Sunday, March 19, 2006
Retailing, iPods, and if Bill Says It's Bad, it's Probably a Great Idea
The Internet now drives 25% of all retail sales. Even if they don't buy through an electronic source, more than two out of three shoppers research products online. Given the strategic importance of this channel, it is mind-boggling that leading retailers like Target, Toys 'R' Us and TJX outsource e-commerce or do not sell online. In contrast, one-time Internet sales specialists like eBay and Amazon now mail millions of catalogs and are rumored to be mulling building stores.

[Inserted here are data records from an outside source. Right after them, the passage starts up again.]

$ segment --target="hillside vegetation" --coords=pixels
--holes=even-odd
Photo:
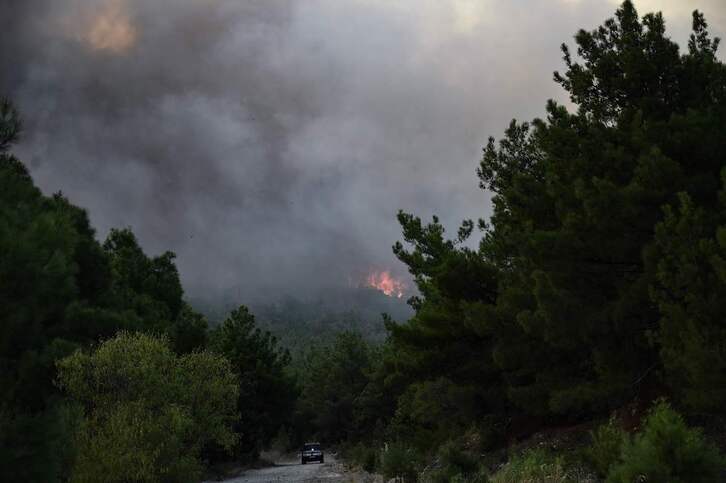
[[[288,336],[294,358],[245,306],[210,328],[173,253],[42,194],[2,101],[0,480],[198,481],[319,439],[406,481],[723,481],[719,40],[695,12],[681,50],[626,1],[575,41],[574,107],[484,148],[489,219],[399,213],[413,315]]]

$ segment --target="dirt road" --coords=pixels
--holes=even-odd
[[[346,472],[341,464],[330,455],[325,456],[325,463],[308,463],[301,465],[300,460],[285,460],[275,466],[259,470],[248,470],[236,478],[224,480],[223,483],[365,483],[372,482],[367,476]]]

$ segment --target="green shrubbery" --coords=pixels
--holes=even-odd
[[[202,449],[235,443],[238,385],[221,356],[121,333],[59,361],[58,378],[83,412],[71,481],[198,481]]]
[[[423,466],[423,458],[412,447],[405,443],[387,444],[380,455],[380,471],[386,478],[403,478],[405,481],[416,481],[418,472]]]
[[[373,473],[378,468],[379,451],[375,446],[357,443],[344,449],[345,458],[363,470]]]
[[[667,403],[651,410],[643,430],[625,437],[619,461],[609,471],[608,483],[652,481],[707,483],[719,481],[726,460],[703,438],[686,426]]]
[[[574,483],[560,457],[544,450],[531,450],[512,458],[490,479],[492,483]]]
[[[586,459],[601,477],[607,476],[610,467],[620,457],[620,447],[626,436],[615,418],[610,418],[607,424],[592,433],[592,445],[586,450]]]
[[[426,483],[451,481],[479,482],[486,477],[479,471],[479,460],[456,441],[441,445],[437,451],[438,468],[429,471],[422,480]]]

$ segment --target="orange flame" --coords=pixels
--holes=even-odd
[[[91,19],[85,40],[95,50],[125,52],[136,42],[136,28],[131,23],[125,0],[107,0]]]
[[[389,297],[403,297],[406,291],[406,284],[401,280],[396,280],[391,276],[391,272],[388,270],[374,271],[366,278],[366,285],[370,288],[374,288]]]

The idea of an amazon.com store is probably dumb, but already stores supporting the eBay concept have been popping up nationwide without eBay's financial involvement. One of the concepts in retail management is the "wheel of retailing." It's good to keep that in mind, not just for the retail business, but also for communications media. The most important thing is that amazon.com and eBay are brands. Amazon is not a good executer of brand strategy: sure, everyone knows it as books, but the company has every intention of becoming the e-WalMart. Books still dominate its sales, yet it has many other categories that do not do as well, and won't in the long run. This kind of line extension has been historically quite deadly; amazon, for all of its sales volume, does not make much money (Trout & Ries write extensively about the "line extension trap" in their books Postioning and Marketing Warfare -- a summary is at http://marketing.mcdar.net/54412.php). eBay, on the other hand, is quite a strong, well-crafted brand. Its name has become the generic description of a marketplace of its own creation. Its profits show it much stronger branding strategy. It also tends to keep the brands it acquires as distinct businesses in the minds of its audiences (PayPal, Skype, etc.) rather than rename them "eBay Payments" or "eBay Phone."
The article: http://online.barrons.com/article/SB114263884236801832.html?mod=9_0031_b_this_weeks_magazine_main (requires subscription; e-mail me and i can forward a 7-day link)

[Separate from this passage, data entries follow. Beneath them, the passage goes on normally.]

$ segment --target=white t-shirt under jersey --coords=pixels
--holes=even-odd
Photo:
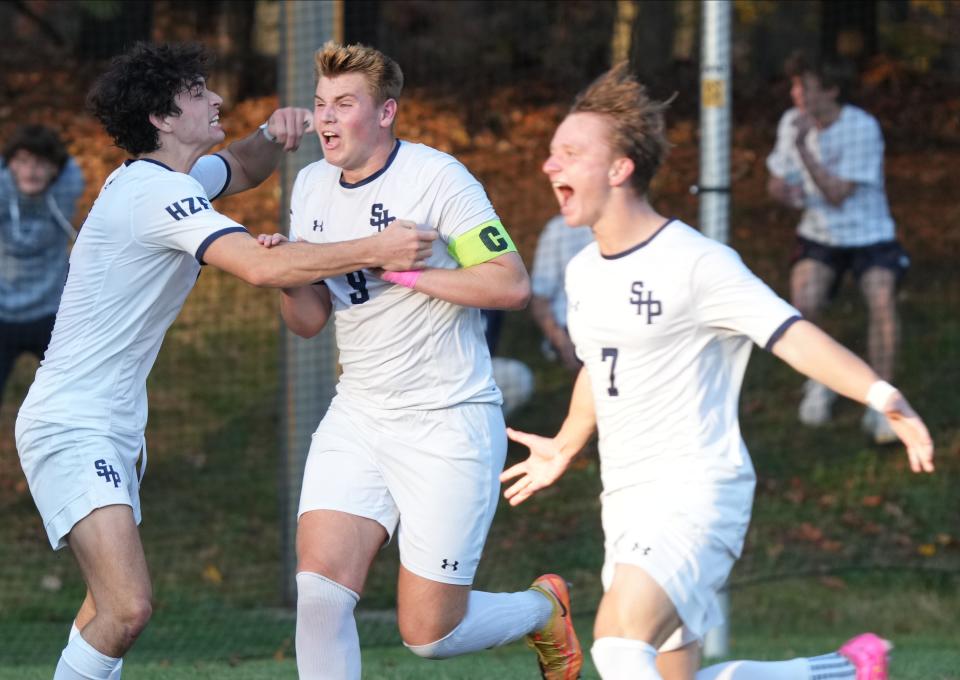
[[[752,344],[772,344],[798,312],[731,248],[676,220],[619,255],[588,245],[566,280],[604,493],[642,485],[664,510],[680,504],[711,518],[731,506],[749,516],[740,385]],[[732,495],[718,493],[728,485]]]
[[[147,422],[147,375],[207,247],[244,228],[210,201],[229,184],[220,156],[190,175],[127,161],[107,178],[70,254],[50,347],[20,415],[121,433]]]
[[[291,198],[293,240],[331,243],[371,236],[394,219],[436,229],[429,267],[455,269],[457,237],[497,216],[480,183],[452,156],[397,142],[383,169],[356,184],[317,161]],[[480,312],[376,278],[366,270],[326,280],[343,373],[337,394],[382,409],[501,403]]]

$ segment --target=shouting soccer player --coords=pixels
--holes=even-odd
[[[334,43],[315,61],[324,160],[297,176],[292,239],[334,243],[392,223],[435,230],[443,247],[422,272],[358,267],[283,290],[283,318],[298,335],[319,333],[333,314],[343,367],[300,496],[300,677],[360,677],[354,607],[399,524],[397,614],[414,654],[443,659],[526,635],[544,677],[575,678],[582,655],[563,579],[541,576],[517,593],[471,590],[507,448],[477,308],[527,304],[523,261],[463,165],[394,136],[395,61]],[[261,237],[278,250],[282,240]]]
[[[561,212],[596,237],[567,269],[569,330],[584,368],[555,437],[508,431],[530,456],[501,476],[514,480],[511,504],[521,503],[599,430],[605,594],[591,654],[604,680],[692,678],[699,640],[720,622],[717,591],[753,500],[737,422],[752,343],[876,408],[911,469],[933,471],[930,436],[899,391],[802,320],[733,250],[651,207],[664,109],[620,65],[577,97],[553,137],[543,170]],[[865,634],[837,654],[734,662],[696,678],[880,680],[886,651]]]
[[[268,251],[218,213],[212,200],[256,186],[282,151],[297,148],[310,111],[279,109],[259,131],[205,156],[224,140],[207,63],[199,46],[138,44],[89,97],[132,158],[107,178],[83,224],[53,339],[16,425],[50,545],[70,546],[88,588],[55,680],[118,678],[150,618],[137,528],[146,380],[200,265],[259,286],[296,286],[363,266],[408,270],[431,252],[432,234],[397,226],[352,243]]]

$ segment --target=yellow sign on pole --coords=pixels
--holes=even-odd
[[[726,104],[726,89],[722,80],[704,79],[701,93],[703,105],[709,109],[719,109]]]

The "wheel of retailing": http://www.marketingpower.com/mg-dictionary-view3430.php
I wish i could have found more about it online, but this short definition will have to suffice. What's the point? The marketplace is always reshaped by constant change of demographics, consumer tastes, technologies, and much more. Retailing is always changing to meet the new opportunities those create and destroy the techniques that no longer work. Think of it in terms of "creative destruction" as economist Joseph Schumpeter popularized http://en.wikipedia.org/wiki/Creative_destruction
How people use search: it's probably different from what you think
Bill Gates has trashed the $100 laptop idea as expounded by Nicholas Negroponte of MIT. Therefore, it must be a good idea.
iPods in college as "study aids"
The "iPod generation" will be important to watch. They will be more open to the concept of "e-books" or whatever they end up being called at the time, and will expect all kinds of downloadable media over high speed networks wherever and whenever they want it. I would expect that some publishers are anxious to try "licensing" of textbooks for example, where you can download multimedia course materials and have them expire at the end of a semester or pay a fee for "lifetime access." Publishers have wanted to kill the used book market for some time, and time-limited electronic formats may be one way that they will try.

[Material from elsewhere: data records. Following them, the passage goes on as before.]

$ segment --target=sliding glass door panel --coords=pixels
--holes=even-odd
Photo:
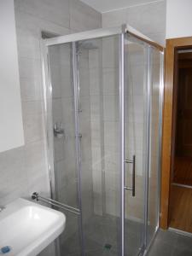
[[[143,249],[145,205],[146,46],[125,38],[125,256]]]

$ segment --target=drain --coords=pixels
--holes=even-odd
[[[8,253],[10,252],[10,250],[11,250],[11,247],[6,246],[6,247],[3,247],[1,248],[1,253],[2,253],[3,254]]]
[[[107,250],[110,250],[112,247],[112,245],[110,243],[106,243],[104,246],[104,248]]]

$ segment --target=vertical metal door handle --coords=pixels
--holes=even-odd
[[[126,164],[132,164],[132,188],[125,186],[125,189],[131,190],[132,196],[136,196],[136,156],[135,154],[132,157],[132,160],[125,160],[125,163]]]

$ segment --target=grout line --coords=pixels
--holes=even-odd
[[[148,3],[141,3],[141,4],[133,4],[133,5],[130,5],[130,6],[127,6],[127,7],[113,9],[110,9],[108,11],[101,12],[101,14],[104,15],[104,14],[108,14],[108,13],[110,13],[110,12],[113,12],[113,11],[123,10],[123,9],[129,9],[129,8],[139,7],[139,6],[143,6],[143,5],[147,5],[147,4],[156,3],[160,3],[160,2],[165,2],[165,0],[150,1],[150,2],[148,2]]]

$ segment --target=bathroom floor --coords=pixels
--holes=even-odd
[[[160,230],[148,256],[192,256],[192,236]]]
[[[88,224],[84,227],[84,243],[86,256],[117,256],[119,247],[119,219],[112,216],[94,216]],[[125,221],[125,251],[128,245],[129,254],[125,256],[135,256],[139,247],[141,236],[141,224],[133,221]],[[129,228],[129,233],[127,233]],[[62,245],[61,256],[80,256],[79,234],[74,234],[67,238]]]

Personal note: we've started making college visits with our son who is still ways from actually applying anywhere (though we know the old saw "the days are long and the years fly by" quite well). Every college we have visited "gives away" a "free" computer to all students, which they turn in at junior year for a new one. They can "keep" that second computer after they graduate. I'm amazed at how many people don't realize that's in the cost of tuition, but that's another matter. It's hard to believe that colleges won't be looking to leverage those IT assets more and more in the future. Whether or not the iPod thing catches on in other institutions may be determined how the iPod itself evolves into a powerful portable multimedia computer. If you don't think that's the path the iPod is on, then you're not paying attention.